Reliability Engineer
- R&D
- Tel-Aviv, Israel
- Full-time
Description
monday.com is looking for a Reliability Engineer to join our Reliability team. This role will be integral in ensuring the robustness and dependability of our platform, impacting millions of users globally.
About The Role
- Maintain a comprehensive understanding of our service architecture and its dependencies.
- Identify and mitigate risks associated with tightly coupled services and complex interconnections.
- Lead service re-architecture initiatives to improve reliability and scalability.
- Review new services and ensure they meet our reliability standards.
- Advocate for Chaos Engineering, collaborate with R&D teams, build tools/envs, and improve system resilience
- Manage the full lifecycle of reliability tools and services, adhering to the comprehensive architectural guidelines
- Collaborate with teams to define and monitor Service Level Indicators (SLIs) and Service Level Objectives (SLOs) that align with business goals and user expectations
- Our Stack: Kubernetes, Datadog, Chaos Mesh, AWS, Terraform, CDKTF
Requirements
- Proven k8s and Linux admin/internals experience.
- Proven experience with microservice architectures and reliability engineering.
- Deep understanding of reliability concepts (eg, SLOs, SLIs, and service interconnections).
- Strong background in incident response and resilience efforts.
- Ability to collaborate across teams to drive reliability improvements.
- (Nice-to-have): Prior knowledge with chaos engineering.
Social Title
Reliability Engineer
Our Team
The R&D Team is passionate about building innovative and lovable products, while tackling complex engineering problems at a great scale.
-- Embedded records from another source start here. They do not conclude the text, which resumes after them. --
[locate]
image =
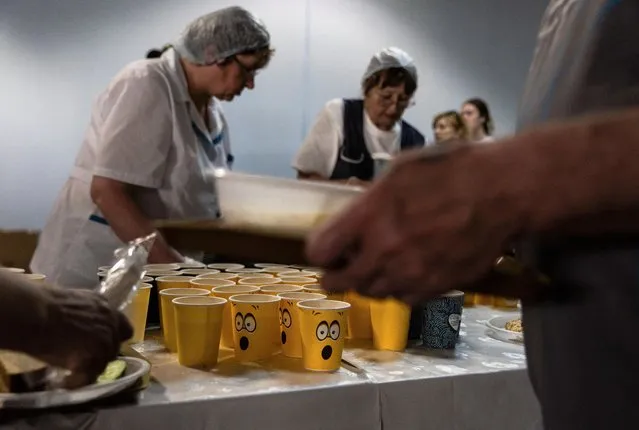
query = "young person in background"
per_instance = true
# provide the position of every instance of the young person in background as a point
(448, 126)
(478, 121)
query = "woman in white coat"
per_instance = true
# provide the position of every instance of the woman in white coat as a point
(153, 133)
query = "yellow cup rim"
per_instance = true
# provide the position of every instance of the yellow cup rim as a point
(202, 301)
(185, 292)
(199, 271)
(212, 282)
(161, 273)
(174, 278)
(259, 281)
(301, 296)
(289, 288)
(225, 266)
(246, 289)
(162, 266)
(323, 305)
(254, 298)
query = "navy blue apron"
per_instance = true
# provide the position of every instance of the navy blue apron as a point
(354, 159)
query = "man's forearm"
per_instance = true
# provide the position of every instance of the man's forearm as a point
(23, 312)
(580, 176)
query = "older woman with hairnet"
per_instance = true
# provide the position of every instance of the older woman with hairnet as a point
(347, 132)
(154, 132)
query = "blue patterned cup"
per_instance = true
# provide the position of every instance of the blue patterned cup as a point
(441, 320)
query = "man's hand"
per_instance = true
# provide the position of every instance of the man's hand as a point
(82, 333)
(430, 224)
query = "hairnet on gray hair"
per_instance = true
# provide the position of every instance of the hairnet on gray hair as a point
(221, 34)
(390, 58)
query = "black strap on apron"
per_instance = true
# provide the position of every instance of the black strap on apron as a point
(354, 159)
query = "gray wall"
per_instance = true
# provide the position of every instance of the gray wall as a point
(57, 55)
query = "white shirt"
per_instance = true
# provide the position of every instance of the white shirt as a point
(142, 132)
(321, 147)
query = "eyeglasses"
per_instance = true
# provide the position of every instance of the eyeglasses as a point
(387, 100)
(249, 73)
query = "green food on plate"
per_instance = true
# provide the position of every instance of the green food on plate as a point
(113, 371)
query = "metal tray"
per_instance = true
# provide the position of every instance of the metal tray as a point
(135, 369)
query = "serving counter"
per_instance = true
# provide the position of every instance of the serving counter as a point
(481, 385)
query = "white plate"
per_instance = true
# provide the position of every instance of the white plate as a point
(135, 368)
(496, 329)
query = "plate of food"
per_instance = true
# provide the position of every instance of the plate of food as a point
(119, 375)
(507, 328)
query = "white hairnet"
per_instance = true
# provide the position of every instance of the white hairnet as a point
(390, 58)
(222, 34)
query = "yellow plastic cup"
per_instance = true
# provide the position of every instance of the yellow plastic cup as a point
(359, 317)
(267, 265)
(276, 289)
(317, 288)
(168, 315)
(259, 281)
(161, 267)
(276, 270)
(321, 328)
(228, 322)
(222, 275)
(254, 275)
(34, 277)
(225, 266)
(198, 326)
(246, 270)
(297, 280)
(256, 334)
(12, 269)
(209, 283)
(192, 265)
(137, 310)
(390, 320)
(178, 281)
(290, 335)
(198, 272)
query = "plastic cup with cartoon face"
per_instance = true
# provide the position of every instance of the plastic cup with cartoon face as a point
(137, 310)
(321, 323)
(290, 321)
(225, 266)
(256, 334)
(223, 275)
(168, 314)
(258, 282)
(228, 323)
(359, 317)
(317, 288)
(390, 320)
(198, 326)
(198, 272)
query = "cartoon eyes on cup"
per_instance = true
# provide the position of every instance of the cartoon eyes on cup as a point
(323, 330)
(247, 322)
(286, 318)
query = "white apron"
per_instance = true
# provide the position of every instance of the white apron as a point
(76, 239)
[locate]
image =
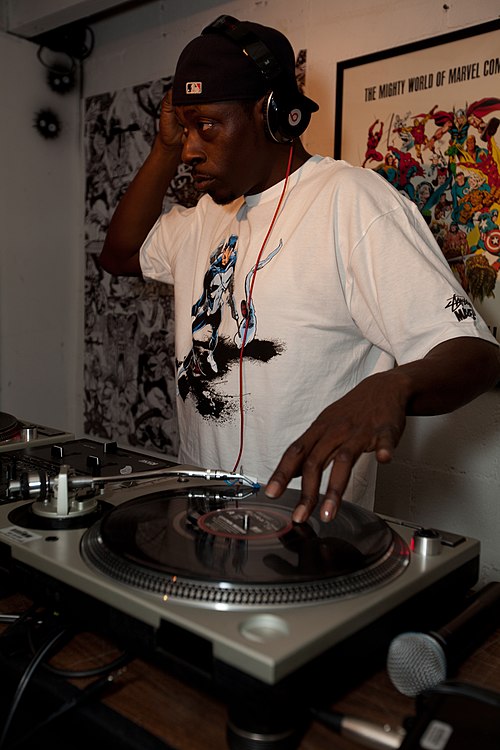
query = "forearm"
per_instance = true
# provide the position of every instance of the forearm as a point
(138, 210)
(452, 374)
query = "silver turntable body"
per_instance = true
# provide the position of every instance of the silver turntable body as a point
(268, 640)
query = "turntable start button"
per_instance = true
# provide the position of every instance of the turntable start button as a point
(262, 628)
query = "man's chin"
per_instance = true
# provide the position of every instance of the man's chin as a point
(221, 199)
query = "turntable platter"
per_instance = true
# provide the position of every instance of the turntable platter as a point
(214, 546)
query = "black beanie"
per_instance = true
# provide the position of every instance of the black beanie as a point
(214, 67)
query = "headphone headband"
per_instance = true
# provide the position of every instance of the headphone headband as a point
(249, 43)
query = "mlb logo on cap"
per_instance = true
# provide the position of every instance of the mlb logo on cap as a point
(193, 87)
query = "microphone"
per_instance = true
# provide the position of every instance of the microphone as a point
(419, 661)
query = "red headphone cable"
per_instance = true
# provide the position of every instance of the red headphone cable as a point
(248, 301)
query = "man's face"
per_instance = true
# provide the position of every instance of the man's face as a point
(225, 145)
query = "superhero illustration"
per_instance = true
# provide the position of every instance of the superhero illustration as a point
(448, 164)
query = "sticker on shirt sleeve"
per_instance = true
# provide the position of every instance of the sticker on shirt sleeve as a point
(461, 307)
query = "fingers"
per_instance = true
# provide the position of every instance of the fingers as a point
(310, 457)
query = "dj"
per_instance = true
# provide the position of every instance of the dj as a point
(313, 309)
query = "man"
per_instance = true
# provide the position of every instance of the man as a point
(337, 277)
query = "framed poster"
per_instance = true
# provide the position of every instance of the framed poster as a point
(426, 117)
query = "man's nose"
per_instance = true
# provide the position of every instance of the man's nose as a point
(192, 153)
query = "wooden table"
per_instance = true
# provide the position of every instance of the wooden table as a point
(185, 718)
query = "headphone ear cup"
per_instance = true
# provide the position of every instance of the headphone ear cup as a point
(284, 119)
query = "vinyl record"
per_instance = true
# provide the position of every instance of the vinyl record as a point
(212, 544)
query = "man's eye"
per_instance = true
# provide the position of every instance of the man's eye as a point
(203, 126)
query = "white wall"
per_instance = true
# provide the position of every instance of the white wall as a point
(447, 469)
(41, 214)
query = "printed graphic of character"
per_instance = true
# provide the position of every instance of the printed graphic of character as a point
(207, 310)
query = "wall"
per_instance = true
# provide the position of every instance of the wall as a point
(41, 287)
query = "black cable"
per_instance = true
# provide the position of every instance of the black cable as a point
(120, 661)
(86, 694)
(25, 678)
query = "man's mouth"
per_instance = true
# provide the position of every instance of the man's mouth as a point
(201, 182)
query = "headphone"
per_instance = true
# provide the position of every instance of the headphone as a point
(286, 113)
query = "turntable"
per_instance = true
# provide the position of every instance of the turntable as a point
(199, 568)
(17, 433)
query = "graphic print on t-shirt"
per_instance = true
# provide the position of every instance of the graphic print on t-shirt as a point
(210, 359)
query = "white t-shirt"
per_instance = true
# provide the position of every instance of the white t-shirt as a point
(349, 282)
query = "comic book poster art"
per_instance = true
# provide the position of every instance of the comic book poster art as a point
(426, 117)
(129, 380)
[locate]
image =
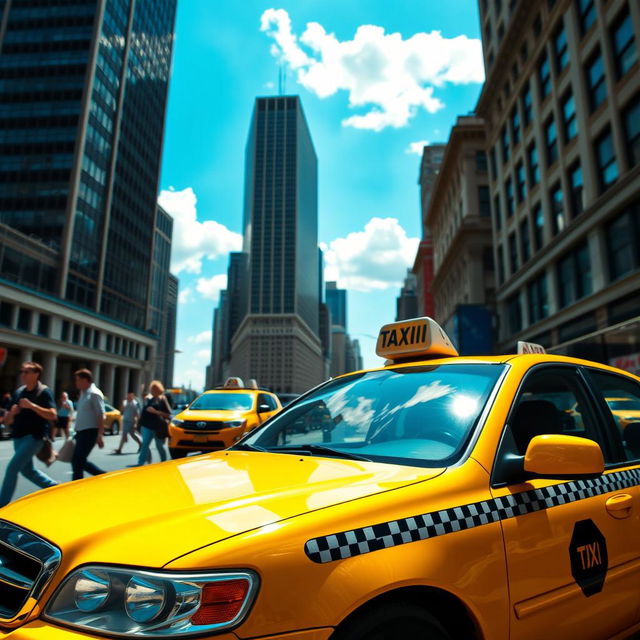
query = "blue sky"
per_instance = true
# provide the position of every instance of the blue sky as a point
(375, 83)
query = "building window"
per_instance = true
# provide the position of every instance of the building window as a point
(570, 124)
(43, 325)
(538, 299)
(606, 161)
(624, 45)
(551, 139)
(544, 77)
(556, 200)
(623, 242)
(497, 213)
(24, 319)
(596, 84)
(561, 50)
(484, 202)
(521, 183)
(574, 276)
(505, 145)
(514, 311)
(515, 125)
(534, 167)
(577, 190)
(513, 253)
(586, 14)
(525, 241)
(6, 314)
(631, 123)
(481, 161)
(510, 204)
(538, 226)
(527, 106)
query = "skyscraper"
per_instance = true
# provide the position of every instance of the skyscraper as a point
(83, 90)
(277, 342)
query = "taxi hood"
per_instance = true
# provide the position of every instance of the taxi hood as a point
(151, 515)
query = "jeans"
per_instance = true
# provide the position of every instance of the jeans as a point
(147, 436)
(22, 462)
(85, 441)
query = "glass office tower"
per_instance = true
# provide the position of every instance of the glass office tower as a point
(83, 93)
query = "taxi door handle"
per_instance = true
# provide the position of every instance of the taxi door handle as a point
(619, 506)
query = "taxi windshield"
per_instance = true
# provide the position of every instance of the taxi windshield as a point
(420, 415)
(223, 402)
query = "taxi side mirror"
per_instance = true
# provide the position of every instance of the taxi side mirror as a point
(563, 457)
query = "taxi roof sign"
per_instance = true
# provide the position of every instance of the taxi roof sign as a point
(412, 339)
(530, 347)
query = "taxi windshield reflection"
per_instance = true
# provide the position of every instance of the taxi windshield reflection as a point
(414, 415)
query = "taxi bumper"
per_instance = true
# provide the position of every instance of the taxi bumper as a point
(41, 630)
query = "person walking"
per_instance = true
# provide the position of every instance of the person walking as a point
(130, 414)
(89, 424)
(32, 408)
(153, 421)
(65, 410)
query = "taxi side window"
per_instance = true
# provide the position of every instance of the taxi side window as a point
(621, 397)
(552, 401)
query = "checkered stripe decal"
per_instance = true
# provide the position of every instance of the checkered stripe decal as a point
(437, 523)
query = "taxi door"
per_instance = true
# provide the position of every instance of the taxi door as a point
(571, 546)
(265, 400)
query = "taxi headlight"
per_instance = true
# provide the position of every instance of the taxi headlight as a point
(152, 604)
We’re accountable for bringing the company’s vision to life by navigating our progress into flawless execution and encouraging full ownership and independence in all projects. The Infra role is a crucial piece as our company scales and user-base grows, conquering all aspects of product and infrastructure challenges. We are focused around development flow productivity, building application infrastructure and production resilience. We have huge challenges related to hyper growth of engineering, application and data scale.